Furthermore, the association noted ASIC’s recent admission that it’s 140 individuals and entities being investigated (rather than 140 advisers) and that it’s a handful of advisers responsible for the misconduct.

“That includes the funds and investments of course, the responsible entities, the auditors, the platforms and super funds, the research house, the cold calling firms – and advisers and licensees,” Abood said.

However, Abood acknowledged that poor financial advice played apart even with the caveat it was from a few “rogue” advisers.

ASIC has cancelled four licensees that were tied to giving advice on Shield or First Guardian, while InterPrac is being taken to court which was announced last week by the regulator.

“How is it, that so much damage has been done by so few, to so many? It certainly looks like underlying this complex matter could be something quite simple – simple greed,” Abood said.

“It beggars belief that so many people and so much money was funnelled into these unknown products so quickly, without some substantial incentive.
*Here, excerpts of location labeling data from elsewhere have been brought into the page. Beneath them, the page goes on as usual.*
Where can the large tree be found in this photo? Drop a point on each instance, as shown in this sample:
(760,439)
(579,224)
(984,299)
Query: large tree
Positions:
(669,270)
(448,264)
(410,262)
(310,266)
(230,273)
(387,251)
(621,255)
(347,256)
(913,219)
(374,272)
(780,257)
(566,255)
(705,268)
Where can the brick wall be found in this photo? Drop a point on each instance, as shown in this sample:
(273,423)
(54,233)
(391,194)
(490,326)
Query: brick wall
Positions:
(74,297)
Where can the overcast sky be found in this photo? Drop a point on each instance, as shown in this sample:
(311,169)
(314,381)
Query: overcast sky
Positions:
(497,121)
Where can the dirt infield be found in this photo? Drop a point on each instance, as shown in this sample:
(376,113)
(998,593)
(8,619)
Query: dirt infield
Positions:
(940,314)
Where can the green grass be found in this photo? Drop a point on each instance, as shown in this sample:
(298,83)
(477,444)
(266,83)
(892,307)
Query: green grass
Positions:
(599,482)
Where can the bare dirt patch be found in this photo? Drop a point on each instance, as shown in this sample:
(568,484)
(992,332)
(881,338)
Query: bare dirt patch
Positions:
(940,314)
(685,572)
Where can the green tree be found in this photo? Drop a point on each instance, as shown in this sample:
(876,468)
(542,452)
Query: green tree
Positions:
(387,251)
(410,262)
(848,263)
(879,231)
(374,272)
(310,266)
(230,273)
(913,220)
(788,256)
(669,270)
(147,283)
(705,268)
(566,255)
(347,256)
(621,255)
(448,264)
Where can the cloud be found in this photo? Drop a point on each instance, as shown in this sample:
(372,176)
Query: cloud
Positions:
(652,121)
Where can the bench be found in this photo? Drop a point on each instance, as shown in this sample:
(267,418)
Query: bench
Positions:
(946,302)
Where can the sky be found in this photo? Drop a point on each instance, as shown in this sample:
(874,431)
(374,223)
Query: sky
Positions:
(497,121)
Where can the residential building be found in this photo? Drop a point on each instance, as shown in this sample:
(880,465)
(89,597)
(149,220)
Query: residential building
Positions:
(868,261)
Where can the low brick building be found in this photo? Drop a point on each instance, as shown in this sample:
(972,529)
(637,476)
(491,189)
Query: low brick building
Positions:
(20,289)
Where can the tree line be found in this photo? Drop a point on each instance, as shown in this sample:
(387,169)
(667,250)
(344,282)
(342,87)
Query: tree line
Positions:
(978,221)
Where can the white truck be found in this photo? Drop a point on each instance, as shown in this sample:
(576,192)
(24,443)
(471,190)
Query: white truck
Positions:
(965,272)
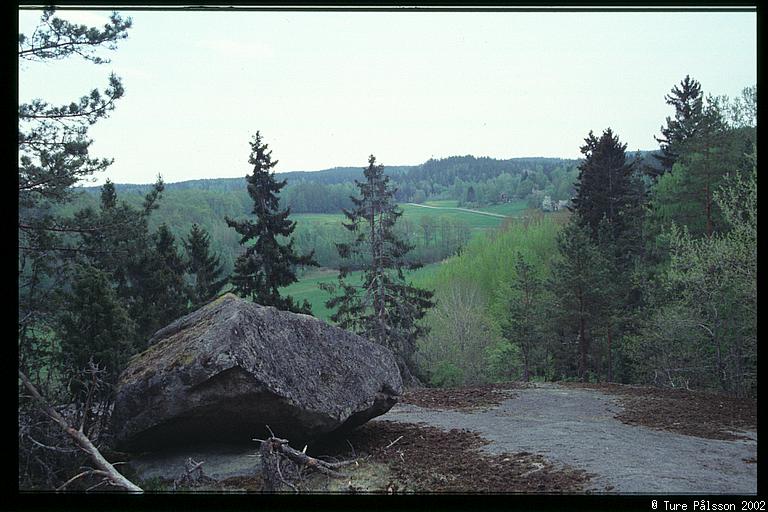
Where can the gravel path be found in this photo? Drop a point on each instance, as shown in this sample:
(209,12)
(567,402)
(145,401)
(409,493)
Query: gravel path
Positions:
(577,427)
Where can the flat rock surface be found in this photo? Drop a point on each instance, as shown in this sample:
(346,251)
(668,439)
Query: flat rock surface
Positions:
(578,427)
(227,370)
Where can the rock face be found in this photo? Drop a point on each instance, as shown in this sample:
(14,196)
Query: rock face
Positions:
(228,369)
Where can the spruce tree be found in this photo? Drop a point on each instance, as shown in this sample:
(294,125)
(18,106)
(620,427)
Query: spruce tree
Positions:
(204,267)
(384,307)
(267,264)
(606,186)
(579,279)
(522,325)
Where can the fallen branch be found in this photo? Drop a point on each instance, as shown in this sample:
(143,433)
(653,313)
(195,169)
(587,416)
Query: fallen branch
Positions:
(274,449)
(103,466)
(393,442)
(192,475)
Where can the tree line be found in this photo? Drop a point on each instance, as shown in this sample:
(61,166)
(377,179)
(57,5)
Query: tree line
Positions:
(650,279)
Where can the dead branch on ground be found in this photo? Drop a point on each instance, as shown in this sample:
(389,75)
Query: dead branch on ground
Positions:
(274,451)
(103,467)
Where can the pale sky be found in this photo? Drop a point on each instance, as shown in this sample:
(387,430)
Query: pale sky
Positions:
(328,89)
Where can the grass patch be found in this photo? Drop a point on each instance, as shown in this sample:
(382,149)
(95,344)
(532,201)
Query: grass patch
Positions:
(308,286)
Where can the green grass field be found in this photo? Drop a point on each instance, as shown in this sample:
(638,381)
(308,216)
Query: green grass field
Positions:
(415,213)
(308,286)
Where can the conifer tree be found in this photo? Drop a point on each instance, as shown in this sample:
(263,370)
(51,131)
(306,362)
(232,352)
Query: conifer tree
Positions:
(384,307)
(267,264)
(160,293)
(579,280)
(606,186)
(206,268)
(522,325)
(692,117)
(94,326)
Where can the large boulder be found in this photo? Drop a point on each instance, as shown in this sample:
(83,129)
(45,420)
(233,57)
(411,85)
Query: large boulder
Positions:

We don’t yet know whether it was the individual advisers, or just the leadership of the businesses that were involved.”

The $1.2 billion collapse of the Shield and First Guardian master funds has left the retirement savings of approximately 11,000 people up in the air.

ASIC shut down the funds due to concerns over misuse of investor money, including spending on luxury personal expenses and inappropriate investments into pet projects of directors of the fund.

Several advisers have already been banned by the regulator, while Venture Egg head Ferras Merhi is currently on trial in Federal Court due to allegations they gave conflicted advice not in the best interests of clients.

The regulator is also taking SQM Research to court over allegations it failed to do proper due diligence of the funds.

ASIC is suing Equity Trustees, while Macquarie came to an arrangement with ASIC to reimburse Shield investors on its platform.

The regulator is expected to take action against Netwealth and Diversa Trustees, with the former also applying  for government assistance to remediate clients. Equity Trustees and Diversa Trustees are expected to do the same.

One comment on “Shield, First Guardian buy-in driven by product sales, not advice: FAAA”

    So Advisers go through years of pai, study, exams, codes and revenue squeeze to become ‘a profession’ yet these clowns are still out there selling product like they were back working in the ‘Big 4’.

    There is something very wrong in the whole industry and related services. Then again, I assume they were likely based on the Gold Coast where this kind of thing is commonplace, apparently.